The College of Science is offering a virtual Discover Science Lecture Series experience amidst the COVID-19 pandemic. The virtual Discover Science at Home lectures feature leading scientists in the College. Learn about exciting new research and groundbreaking science from the comfort of your own home.
“While we look forward to offering our traditional in-person lectures once safe to do so, the virtual series has been an exciting way to connect with anyone, anywhere interested in science and able to join us online,” Katherine McCall, acting dean of the College of Science said.
Foundation Professor of Psychology and Director of the University’s Center for Integrative Neuroscience (NIH COBRE award) Michael Webster will present his lecture titled “Calibrating Vision” on Thursday, April 29 at 7 p.m. Registration is required. To register and attend the speaker series go directly to the registration page or to the Discover Science Lecture Series website.
Like a camera, our visual system must constantly adjust its sensitivity to match the properties of the current visual environment. However, unlike a camera, in vision these adjustments occur for almost everything we see - from basic features like brightness and color to complex attributes like the expression on a face.
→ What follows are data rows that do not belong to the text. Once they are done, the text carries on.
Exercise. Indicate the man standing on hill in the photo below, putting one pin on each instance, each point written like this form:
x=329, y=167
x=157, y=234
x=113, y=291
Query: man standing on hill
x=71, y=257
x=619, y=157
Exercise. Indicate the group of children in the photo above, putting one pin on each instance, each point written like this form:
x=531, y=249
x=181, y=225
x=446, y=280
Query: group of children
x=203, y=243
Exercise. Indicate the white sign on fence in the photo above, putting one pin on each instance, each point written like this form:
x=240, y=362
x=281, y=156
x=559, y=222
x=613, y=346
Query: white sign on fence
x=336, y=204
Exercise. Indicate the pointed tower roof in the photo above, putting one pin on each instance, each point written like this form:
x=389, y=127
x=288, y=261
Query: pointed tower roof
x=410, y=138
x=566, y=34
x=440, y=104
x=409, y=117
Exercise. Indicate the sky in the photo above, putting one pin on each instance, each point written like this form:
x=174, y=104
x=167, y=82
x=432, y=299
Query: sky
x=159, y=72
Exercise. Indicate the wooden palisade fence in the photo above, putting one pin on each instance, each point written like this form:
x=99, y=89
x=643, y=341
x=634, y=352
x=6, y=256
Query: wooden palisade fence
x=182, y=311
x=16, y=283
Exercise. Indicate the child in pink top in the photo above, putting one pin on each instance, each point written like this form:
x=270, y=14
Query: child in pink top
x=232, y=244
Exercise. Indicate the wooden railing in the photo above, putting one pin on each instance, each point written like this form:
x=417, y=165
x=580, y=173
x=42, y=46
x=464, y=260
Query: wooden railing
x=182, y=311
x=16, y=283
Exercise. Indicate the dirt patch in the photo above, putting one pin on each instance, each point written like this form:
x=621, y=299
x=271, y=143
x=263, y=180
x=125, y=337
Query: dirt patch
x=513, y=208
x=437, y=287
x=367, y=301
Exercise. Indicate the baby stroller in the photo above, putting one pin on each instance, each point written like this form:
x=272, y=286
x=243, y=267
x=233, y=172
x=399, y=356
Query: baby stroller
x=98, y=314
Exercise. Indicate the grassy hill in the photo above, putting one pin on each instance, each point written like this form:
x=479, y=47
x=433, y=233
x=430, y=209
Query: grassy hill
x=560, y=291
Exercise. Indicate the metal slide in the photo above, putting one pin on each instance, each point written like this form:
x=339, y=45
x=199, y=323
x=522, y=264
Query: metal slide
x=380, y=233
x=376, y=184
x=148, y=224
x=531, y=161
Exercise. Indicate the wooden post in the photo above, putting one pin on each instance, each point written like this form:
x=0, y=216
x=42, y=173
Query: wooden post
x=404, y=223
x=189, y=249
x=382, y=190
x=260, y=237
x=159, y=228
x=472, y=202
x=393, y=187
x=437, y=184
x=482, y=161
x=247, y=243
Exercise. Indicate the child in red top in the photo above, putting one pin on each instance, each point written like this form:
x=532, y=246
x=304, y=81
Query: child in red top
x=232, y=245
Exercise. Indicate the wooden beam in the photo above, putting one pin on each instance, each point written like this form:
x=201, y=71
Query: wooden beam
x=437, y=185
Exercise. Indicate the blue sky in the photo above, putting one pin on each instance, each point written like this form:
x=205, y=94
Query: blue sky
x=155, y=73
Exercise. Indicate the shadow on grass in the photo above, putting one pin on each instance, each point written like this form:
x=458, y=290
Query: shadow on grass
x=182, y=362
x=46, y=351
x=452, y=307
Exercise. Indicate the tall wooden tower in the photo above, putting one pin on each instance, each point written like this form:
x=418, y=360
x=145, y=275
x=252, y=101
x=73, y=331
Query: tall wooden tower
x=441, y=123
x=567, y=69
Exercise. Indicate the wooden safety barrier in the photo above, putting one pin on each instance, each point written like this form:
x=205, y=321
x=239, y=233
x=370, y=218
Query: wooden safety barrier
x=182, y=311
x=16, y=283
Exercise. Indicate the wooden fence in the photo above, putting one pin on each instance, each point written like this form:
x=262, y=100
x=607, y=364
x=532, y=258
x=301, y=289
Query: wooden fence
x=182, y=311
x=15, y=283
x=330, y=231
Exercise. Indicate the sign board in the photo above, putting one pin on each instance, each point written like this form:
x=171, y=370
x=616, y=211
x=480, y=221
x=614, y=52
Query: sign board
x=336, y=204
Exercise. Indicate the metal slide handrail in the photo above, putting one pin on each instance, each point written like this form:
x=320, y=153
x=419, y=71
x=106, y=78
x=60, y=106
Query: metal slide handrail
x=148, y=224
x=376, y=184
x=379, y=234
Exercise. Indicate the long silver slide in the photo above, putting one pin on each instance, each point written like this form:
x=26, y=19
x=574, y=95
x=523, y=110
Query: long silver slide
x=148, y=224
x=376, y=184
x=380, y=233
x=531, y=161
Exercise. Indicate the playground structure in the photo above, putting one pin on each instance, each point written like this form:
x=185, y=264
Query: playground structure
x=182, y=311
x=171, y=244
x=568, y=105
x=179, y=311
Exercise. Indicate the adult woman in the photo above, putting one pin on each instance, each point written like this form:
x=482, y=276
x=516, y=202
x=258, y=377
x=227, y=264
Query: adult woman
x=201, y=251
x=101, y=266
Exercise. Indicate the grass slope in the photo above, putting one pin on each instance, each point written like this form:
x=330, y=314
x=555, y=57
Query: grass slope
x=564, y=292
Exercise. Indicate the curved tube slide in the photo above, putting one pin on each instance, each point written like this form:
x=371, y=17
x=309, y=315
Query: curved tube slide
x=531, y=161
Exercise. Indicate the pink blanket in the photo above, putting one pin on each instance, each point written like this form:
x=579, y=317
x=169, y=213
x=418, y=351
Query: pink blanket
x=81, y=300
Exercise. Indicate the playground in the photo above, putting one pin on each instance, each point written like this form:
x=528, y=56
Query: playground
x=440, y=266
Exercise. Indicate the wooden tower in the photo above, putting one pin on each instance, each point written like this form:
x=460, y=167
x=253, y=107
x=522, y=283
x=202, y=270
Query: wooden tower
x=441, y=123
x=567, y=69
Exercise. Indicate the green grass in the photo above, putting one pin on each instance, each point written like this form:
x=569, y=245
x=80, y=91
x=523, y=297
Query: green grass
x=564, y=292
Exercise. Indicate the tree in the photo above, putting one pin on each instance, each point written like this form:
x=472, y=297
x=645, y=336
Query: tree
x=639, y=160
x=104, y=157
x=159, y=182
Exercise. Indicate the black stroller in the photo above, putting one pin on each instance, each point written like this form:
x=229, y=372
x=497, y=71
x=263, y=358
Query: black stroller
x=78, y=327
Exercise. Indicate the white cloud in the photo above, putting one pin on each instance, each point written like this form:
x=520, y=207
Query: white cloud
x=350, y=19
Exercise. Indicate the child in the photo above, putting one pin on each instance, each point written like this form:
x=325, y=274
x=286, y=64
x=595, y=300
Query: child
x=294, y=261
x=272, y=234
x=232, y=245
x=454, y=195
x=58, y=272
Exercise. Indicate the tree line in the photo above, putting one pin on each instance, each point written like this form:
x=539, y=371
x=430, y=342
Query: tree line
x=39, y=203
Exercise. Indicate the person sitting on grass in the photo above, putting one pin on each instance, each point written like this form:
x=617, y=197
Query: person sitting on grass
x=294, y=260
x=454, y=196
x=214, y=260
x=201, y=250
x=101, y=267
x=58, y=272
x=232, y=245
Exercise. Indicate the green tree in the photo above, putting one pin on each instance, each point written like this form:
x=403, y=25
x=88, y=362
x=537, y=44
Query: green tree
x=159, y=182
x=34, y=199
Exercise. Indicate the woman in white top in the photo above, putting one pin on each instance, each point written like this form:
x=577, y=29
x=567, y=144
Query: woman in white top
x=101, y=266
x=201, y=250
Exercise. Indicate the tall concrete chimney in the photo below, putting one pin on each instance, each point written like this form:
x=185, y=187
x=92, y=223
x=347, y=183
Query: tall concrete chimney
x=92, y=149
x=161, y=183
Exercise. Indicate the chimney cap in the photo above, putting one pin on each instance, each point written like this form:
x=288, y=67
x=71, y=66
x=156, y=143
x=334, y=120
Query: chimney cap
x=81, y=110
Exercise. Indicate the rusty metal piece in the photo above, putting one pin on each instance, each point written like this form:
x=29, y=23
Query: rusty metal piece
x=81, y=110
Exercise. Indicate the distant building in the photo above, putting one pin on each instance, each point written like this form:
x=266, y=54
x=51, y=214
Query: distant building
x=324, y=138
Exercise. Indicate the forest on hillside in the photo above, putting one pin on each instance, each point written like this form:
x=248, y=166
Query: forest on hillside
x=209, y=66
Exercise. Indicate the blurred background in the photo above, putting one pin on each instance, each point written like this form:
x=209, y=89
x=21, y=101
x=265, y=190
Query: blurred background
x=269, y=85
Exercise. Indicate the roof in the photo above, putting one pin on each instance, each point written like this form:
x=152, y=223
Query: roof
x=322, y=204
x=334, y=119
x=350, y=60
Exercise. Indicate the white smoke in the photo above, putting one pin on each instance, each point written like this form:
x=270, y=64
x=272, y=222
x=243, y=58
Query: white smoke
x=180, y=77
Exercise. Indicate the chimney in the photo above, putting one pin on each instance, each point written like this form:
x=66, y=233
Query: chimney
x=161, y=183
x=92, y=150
“Your vision - and all your senses - must adjust to the current world you are in,” Webster said. “To be able to see, we must get more sensitive to light when it's dark out and less sensitive when it's bright. The remarkable thing is that these adjustments don't occur just for simple things like brightness or color, but for almost every property that you can see.”
As a result of these complex visual adjustments, how each individual is currently perceiving the world is profoundly affected by the world that person is in. Any two people may see the same object or environment very differently (is the dress gold or is it blue?).
“If you and I live in different environments, for example, our vision will adapt in different ways so the same scenes would appear different,” Webster said. “Someone living in a forest probably experiences the color of the same object differently from someone living in a desert. Moreover, someone who is an expert with certain images (like a radiologist) may see patterns that most of us are blind to. Finally, even though it doesn't feel like it, all of perception is a guessing game, because the cues picked up by the senses are always ambiguous. Sometimes people make different guesses, as the arguments over the blue-black or white-gold dress revealed.”
In his lecture, Webster will illustrate the consequences of these visual adaptations and why, also, they tend to stay the same despite when you change (e.g. because of aging or disease).
“Our senses are remarkable, and still very mysterious,” Webster said. “Seeing feels so effortless that most people don't think about how it's possible, and we still have very little clue how it works. Understanding how the brain interprets the information provided by our sense organs is one of the most active areas of modern neuroscience, and we have many fantastic faculty and students at UNR working on this problem.”
About the Discover Science Lecture Series
The Discover Science Lecture Series was founded by the College of Science in 2010, with the goal of bringing the country's top scientists to the University to share their knowledge, research and wisdom with the community.
Past speakers in the series include astrophysicists Michio Kaku and Neil deGrasse Tyson; Robert Ballard, who discovered the wreck of the Titanic; and Bill Nye the Science Guy.